Walden Media's The Water Horse: The Legend of the Deep comes up in eighth place, a decline of a couple of spots from last weekend after actuals were counted. The Walden, Sony, and Revolution Film co-production grossed $6.3 million, but was off 31%. The production cost here was about $45 million, so a gross so far of $30.9 million isn't the end of the world. The Water Horse should earn back its production budget and become a fair sized hit on DVD, thanks to the holiday theatrical release.
Johnny Depp's Sweeney Todd: The Demon Barber of Fleet Street finishes ninth this weekend, as the musical continues to see larger than expected drops. Sweeney Todd earned $5.4 million in its third weekend of release, but was off 34% compared to the previous frame. Sweeney cost Paramount and DreamWorks $50 million to make, and has a gross so far of $38.5 million.

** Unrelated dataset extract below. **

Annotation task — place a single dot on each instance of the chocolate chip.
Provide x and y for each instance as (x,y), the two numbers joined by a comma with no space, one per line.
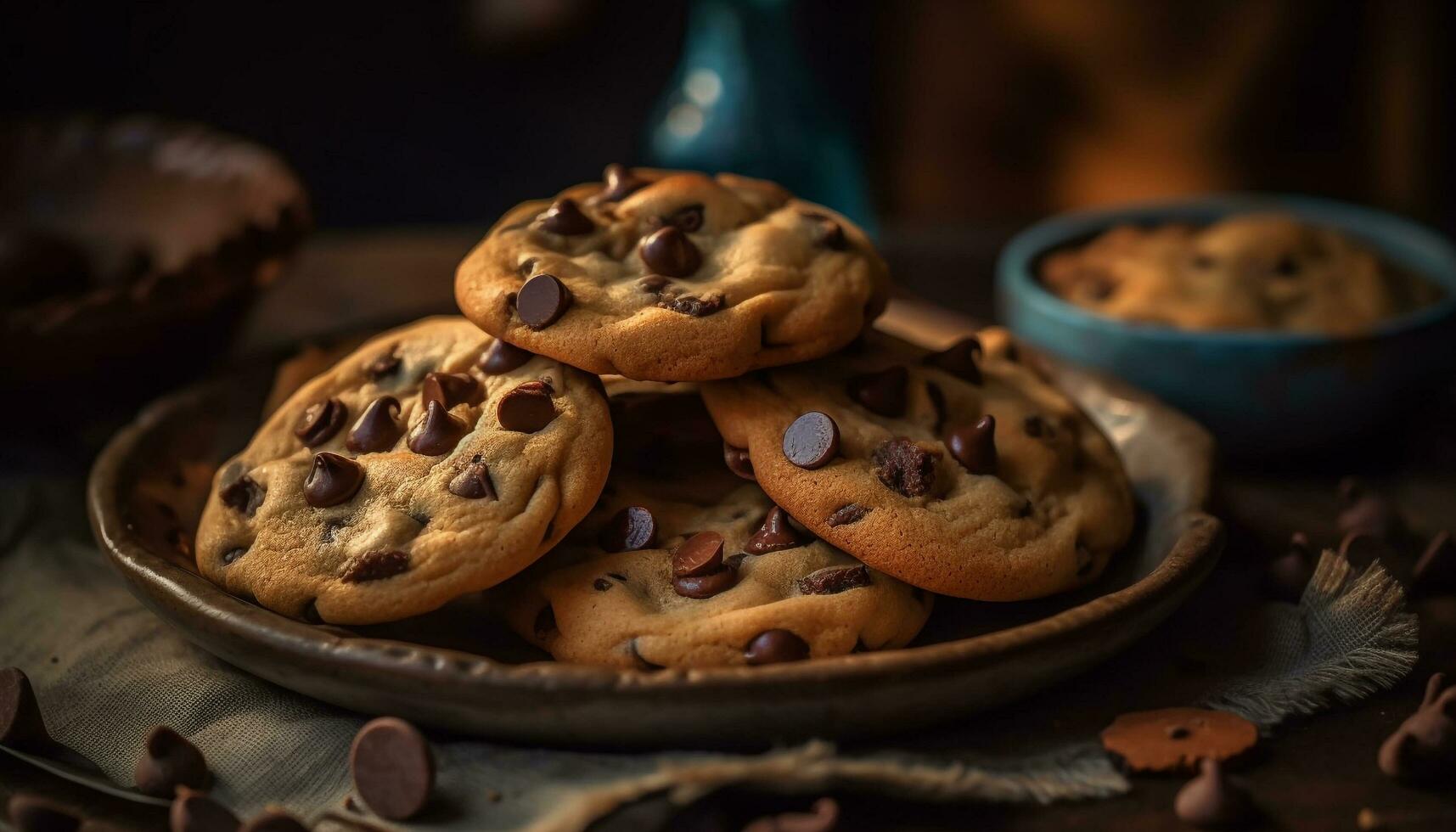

In tenth place is Atonement, another climber in the top ten. Atonement, after grossing $3.1 million last weekend from 310 venues, earned $5.1 million from 583 venues, an increase over last weekend of 64%. For a film than hasn't a venue count over 600 yet, its gross so far of $19.2 million is quite impressive.
Overall, studios and exhibitors start 2008 on an up note, but I don't think they should get too used to it. The top 12 this weekend earned a powerful $123.9 million, which did keep this year ahead of last year's top 12 total of $104.5 million. Next weekend, the movie world goes back to sleep as three new releases (including one from Uwe Boll!) hit theatres. They include In the Name of the King: A Dungeon Siege Tale (directed by Boll and starring a sad crop of Hollywood C-listers), as well as First Sunday and a VeggieTales movie. Fun, eh?